Afternoon soy protein snacks improve diet quality
A new study has found that consumption of a protein rich afternoon snack containing soy protein results in reductions in appetite, a greater delay in subsequent eating and improved diet quality in teens compared to other snack options. The study, titled Protein Snacks Improve Appetite and Diet Quality in Teens, was conducted by researchers from the University of Missouri in collaboration with DuPont Nutrition & Health.
“Standard meals tend to go to the wayside for kids this age – particularly from mid afternoon to late evening – and many of the convenient grab and go snacks are high in fat and sugar,” says Heather Leidy, assistant professor, department of nutrition and exercise physiology at the University of Missouri and lead researcher of the study. “Adding protein snacks in the afternoon could be a good strategy for individuals who are trying to eat more protein throughout the day.”
Participants were randomly assigned to consume either a chocolate peanut caramel flavoured pudding snack formulated with soy protein (26g protein, 6g fat, 27g carbohydrate), a snack with a ‘typical’ nutrition profile that is higher in fat (4g protein, 12g fat, 32g carbohydrate) or no snack.

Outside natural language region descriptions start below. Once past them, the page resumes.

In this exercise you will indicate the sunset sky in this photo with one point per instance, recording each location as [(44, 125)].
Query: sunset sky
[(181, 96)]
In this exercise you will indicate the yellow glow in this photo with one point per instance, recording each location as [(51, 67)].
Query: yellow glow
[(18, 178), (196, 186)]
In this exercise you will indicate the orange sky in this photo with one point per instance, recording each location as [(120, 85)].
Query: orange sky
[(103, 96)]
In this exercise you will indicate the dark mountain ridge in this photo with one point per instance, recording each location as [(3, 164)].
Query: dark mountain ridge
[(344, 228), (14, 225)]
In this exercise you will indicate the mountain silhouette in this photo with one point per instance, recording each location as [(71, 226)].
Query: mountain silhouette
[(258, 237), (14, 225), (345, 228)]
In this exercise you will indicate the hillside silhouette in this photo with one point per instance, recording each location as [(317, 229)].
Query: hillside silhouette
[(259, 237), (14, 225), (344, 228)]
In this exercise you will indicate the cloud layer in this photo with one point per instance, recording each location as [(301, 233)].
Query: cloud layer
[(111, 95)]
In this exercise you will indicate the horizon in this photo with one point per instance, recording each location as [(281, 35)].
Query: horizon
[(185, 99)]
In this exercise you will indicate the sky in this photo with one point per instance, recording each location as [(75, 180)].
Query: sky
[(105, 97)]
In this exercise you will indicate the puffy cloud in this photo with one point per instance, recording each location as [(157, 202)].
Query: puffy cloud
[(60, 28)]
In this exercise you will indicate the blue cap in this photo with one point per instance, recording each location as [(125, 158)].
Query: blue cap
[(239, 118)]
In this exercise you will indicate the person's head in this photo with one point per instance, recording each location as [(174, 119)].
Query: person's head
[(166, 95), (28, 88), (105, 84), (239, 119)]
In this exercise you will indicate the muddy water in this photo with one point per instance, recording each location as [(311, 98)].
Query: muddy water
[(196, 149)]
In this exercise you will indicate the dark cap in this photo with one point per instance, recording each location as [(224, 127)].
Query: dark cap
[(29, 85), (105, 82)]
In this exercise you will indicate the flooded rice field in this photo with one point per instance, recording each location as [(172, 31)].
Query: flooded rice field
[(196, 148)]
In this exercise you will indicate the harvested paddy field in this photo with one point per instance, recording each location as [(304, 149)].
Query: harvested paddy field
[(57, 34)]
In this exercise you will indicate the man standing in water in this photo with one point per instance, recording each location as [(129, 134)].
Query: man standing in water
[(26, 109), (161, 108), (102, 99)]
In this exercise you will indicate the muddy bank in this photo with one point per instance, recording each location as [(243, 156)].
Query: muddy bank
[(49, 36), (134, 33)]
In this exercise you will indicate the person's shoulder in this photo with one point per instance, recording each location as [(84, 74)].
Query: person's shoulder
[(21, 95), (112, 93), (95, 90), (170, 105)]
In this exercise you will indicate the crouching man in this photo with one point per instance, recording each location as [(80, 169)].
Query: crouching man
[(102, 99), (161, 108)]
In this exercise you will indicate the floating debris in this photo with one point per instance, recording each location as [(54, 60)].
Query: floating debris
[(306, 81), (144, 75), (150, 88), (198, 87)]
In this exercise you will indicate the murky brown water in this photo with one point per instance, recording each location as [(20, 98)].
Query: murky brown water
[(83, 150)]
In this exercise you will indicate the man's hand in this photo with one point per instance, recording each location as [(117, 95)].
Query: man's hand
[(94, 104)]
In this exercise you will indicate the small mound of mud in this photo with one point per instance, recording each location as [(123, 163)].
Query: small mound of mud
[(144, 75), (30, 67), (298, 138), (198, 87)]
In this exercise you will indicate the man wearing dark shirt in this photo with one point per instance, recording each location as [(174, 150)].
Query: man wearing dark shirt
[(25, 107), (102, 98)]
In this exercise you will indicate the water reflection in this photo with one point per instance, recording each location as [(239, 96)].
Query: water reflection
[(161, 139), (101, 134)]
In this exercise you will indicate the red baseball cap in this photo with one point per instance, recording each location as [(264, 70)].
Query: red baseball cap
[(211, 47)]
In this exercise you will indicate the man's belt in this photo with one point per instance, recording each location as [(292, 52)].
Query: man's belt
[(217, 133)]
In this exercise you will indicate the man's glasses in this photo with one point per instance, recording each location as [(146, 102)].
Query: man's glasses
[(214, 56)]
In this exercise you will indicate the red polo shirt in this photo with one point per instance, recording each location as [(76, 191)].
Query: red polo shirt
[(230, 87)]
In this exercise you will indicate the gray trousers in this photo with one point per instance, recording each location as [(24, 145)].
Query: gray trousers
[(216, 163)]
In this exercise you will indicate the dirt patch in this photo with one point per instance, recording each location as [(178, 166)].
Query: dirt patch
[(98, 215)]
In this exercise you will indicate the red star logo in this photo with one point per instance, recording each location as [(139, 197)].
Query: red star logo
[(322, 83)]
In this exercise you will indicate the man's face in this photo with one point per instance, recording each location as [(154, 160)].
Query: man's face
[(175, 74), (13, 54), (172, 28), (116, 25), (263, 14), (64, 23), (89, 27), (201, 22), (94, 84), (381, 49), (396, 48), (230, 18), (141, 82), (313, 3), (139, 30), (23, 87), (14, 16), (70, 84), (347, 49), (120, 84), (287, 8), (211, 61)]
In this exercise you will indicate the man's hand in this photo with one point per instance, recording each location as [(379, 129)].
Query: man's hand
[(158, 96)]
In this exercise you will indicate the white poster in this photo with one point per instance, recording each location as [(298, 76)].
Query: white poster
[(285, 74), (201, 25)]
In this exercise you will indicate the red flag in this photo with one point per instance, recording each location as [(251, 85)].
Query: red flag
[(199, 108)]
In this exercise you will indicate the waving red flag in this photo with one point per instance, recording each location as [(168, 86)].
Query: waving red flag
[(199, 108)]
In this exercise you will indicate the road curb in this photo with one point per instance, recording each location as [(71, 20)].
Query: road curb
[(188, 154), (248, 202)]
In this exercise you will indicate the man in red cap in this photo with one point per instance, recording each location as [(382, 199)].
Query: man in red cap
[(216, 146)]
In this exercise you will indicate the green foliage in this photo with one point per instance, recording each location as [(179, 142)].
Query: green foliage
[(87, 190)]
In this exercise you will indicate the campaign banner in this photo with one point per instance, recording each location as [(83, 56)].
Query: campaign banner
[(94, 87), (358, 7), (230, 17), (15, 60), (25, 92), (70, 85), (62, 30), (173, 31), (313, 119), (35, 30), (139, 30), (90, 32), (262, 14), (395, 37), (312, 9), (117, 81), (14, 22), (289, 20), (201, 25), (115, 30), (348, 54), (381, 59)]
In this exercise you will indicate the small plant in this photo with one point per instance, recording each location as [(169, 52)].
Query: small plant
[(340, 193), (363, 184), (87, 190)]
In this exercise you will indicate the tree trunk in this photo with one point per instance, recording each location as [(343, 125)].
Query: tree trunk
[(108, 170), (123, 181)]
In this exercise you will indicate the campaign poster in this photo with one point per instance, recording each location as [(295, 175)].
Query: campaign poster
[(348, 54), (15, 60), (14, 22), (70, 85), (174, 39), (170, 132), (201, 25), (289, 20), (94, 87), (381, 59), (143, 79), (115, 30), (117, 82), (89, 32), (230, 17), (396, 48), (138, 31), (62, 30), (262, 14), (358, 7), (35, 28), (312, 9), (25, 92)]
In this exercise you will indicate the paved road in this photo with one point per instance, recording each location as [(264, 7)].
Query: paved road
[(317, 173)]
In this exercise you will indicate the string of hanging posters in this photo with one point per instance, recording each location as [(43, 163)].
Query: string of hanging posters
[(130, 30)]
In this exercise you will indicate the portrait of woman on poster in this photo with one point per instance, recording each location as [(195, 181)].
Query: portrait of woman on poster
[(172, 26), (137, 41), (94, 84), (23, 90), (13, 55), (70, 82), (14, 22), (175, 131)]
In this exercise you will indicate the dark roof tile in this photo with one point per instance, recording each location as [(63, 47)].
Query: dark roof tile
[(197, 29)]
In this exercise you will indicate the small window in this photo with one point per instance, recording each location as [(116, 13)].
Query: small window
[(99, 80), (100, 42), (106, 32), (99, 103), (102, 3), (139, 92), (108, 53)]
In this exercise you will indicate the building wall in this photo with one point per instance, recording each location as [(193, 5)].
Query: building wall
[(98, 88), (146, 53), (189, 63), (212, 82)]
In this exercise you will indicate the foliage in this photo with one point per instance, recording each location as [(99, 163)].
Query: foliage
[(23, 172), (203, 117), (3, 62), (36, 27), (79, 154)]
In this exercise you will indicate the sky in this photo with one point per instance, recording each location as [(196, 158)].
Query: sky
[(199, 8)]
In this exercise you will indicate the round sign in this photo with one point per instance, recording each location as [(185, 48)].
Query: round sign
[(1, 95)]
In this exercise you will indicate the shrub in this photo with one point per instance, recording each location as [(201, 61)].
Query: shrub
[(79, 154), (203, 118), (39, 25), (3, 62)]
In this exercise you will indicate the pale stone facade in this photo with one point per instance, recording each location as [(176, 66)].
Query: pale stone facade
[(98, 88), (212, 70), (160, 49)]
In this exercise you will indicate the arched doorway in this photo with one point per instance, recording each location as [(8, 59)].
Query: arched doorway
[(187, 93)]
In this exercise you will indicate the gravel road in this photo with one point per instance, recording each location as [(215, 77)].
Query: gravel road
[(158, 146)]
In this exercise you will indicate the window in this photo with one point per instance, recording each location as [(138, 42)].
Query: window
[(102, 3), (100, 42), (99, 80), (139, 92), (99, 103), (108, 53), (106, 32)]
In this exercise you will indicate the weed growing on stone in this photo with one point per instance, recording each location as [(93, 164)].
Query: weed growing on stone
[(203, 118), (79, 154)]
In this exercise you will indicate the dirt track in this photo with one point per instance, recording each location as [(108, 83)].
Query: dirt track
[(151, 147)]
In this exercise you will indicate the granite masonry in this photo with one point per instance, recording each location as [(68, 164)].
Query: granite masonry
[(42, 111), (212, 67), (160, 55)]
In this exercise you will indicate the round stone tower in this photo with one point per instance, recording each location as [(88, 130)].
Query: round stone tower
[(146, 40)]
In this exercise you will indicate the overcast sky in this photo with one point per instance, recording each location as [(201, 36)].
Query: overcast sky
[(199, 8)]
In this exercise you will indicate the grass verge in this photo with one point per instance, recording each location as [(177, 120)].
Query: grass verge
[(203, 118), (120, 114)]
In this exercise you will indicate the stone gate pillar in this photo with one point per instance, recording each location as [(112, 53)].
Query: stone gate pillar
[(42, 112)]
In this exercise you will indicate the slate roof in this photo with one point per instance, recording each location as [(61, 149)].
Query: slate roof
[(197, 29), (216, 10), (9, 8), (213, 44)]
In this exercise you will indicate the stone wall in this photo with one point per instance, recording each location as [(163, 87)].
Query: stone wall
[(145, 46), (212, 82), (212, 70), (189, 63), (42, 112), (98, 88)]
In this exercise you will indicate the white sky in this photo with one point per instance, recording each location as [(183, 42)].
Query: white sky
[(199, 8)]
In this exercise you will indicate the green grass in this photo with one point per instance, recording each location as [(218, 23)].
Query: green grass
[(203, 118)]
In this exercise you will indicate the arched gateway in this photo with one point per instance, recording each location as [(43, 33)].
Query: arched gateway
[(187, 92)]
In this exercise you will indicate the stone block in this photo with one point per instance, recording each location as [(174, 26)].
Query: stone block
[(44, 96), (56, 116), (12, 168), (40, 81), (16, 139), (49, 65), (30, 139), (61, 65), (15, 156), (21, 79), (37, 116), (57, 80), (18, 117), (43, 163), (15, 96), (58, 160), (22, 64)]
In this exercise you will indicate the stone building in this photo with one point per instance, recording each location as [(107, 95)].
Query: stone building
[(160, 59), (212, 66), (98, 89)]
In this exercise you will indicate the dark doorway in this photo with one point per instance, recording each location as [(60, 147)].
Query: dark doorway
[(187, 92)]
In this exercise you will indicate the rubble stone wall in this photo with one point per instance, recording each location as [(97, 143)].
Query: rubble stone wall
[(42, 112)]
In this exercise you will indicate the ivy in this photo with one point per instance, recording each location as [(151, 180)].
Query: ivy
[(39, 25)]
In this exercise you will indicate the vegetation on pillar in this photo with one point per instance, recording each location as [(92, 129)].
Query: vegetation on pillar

Those who received the high fat snack or no snack subsequently consumed more snacks high in fat and sugar that evening than those who consumed the protein rich snack. Daily protein intake was higher and fat intake was lower when a protein snack was provided versus a high fat snack or no snack.
The study also found that inclusion of an afternoon snack reduces appetite over the course of the afternoon, but the soy protein snack leads to a greater reduction in post snack appetite. In addition, when participants consumed the protein rich snack, their request for their next meal was delayed by 20 minutes compared to the group that did not receive a snack.